My classmates have asked me why our family commits to vegetarianism. I told them there were two reasons: first is respect and compassion towards animals, based on Buddhist tradition (my Dad says for ethical reasons), and second is for health reasons. Unfertilized eggs and milk are not going to harm any animals, since they need not be killed to obtain these products. Plus, I love cheese.

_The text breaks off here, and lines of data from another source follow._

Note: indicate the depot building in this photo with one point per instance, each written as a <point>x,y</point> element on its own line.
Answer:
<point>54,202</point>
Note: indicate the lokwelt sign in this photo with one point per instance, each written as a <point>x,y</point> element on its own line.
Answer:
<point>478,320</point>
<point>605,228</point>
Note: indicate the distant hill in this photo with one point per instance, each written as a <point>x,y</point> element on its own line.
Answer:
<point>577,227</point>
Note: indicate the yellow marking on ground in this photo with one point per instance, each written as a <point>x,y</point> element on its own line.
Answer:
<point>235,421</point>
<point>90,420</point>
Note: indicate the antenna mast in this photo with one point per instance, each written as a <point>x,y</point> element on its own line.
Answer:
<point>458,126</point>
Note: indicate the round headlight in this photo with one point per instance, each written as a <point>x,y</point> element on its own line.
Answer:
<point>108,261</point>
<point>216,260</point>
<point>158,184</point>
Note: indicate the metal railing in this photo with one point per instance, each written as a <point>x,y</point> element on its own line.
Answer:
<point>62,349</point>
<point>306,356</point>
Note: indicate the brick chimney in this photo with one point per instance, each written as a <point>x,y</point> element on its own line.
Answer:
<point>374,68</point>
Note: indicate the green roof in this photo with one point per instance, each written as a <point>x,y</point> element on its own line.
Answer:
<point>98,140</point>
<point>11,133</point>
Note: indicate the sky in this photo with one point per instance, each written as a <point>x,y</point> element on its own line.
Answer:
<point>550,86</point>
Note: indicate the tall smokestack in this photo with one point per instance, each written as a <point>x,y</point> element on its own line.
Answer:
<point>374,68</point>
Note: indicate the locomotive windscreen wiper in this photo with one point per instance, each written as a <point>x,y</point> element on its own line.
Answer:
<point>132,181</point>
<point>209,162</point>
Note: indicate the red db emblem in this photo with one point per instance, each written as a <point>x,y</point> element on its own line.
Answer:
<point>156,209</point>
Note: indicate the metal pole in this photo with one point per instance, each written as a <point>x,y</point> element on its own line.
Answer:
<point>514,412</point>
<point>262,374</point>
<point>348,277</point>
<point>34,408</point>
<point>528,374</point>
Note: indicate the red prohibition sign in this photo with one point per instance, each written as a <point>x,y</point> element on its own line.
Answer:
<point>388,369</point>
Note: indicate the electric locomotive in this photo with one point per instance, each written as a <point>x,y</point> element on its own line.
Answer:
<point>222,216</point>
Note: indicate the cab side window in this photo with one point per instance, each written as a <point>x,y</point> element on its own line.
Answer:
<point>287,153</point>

Over time I have discovered that being vegetarian has unforeseen benefits beyond being healthy and ethical. I have developed positive attitudes—I daresay virtues—as a consequence of this discipline: simplicity, gratitude, and humility. I have learned to accept any vegetarian dish, be it bland or tasty. In a three-week stay in Dumaguete, I brought a pack of nori seaweeds, which I used to roll rice in for a pared-down sushi. By extension, I have cultivated simplicity in my own life by appreciating the things that I have, and giving away things that I don’t need or use. As the vegetarian options usually available in parties or wedding banquets are usually “bookend fare” (bread rolls and pastries), I have relied, without expectations, upon the kindness of family and friends to prepare a separate dish for me. An image of a Buddhist monk and his begging bowl comes to mind. I feel grateful and humbled by these acts of kindness from others.

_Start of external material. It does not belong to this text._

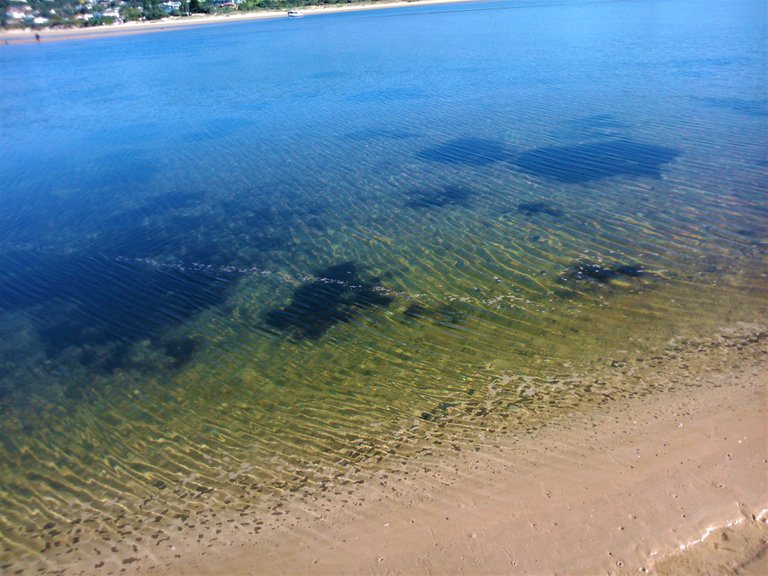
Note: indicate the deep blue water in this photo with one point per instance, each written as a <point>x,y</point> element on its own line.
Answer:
<point>349,214</point>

I once overheard a foreign delegate in an international convention held in Manila crack a joke: What do you call a vegetarian in the Philippines? Answer: Hungry. But the joke only reveals a partial truth. We have flourished as vegetarians. You can tell from our round bellies that we don’t go hungry. I prefer not to advocate so strongly to nonvegetarian family members and friends. Instead, I delight in introducing them to the tastefulness of vegetables and vegemeat by cooking for them or treating them to vegetarian restaurants. Now that’s exposing them to a whole new world of gastronomic delights.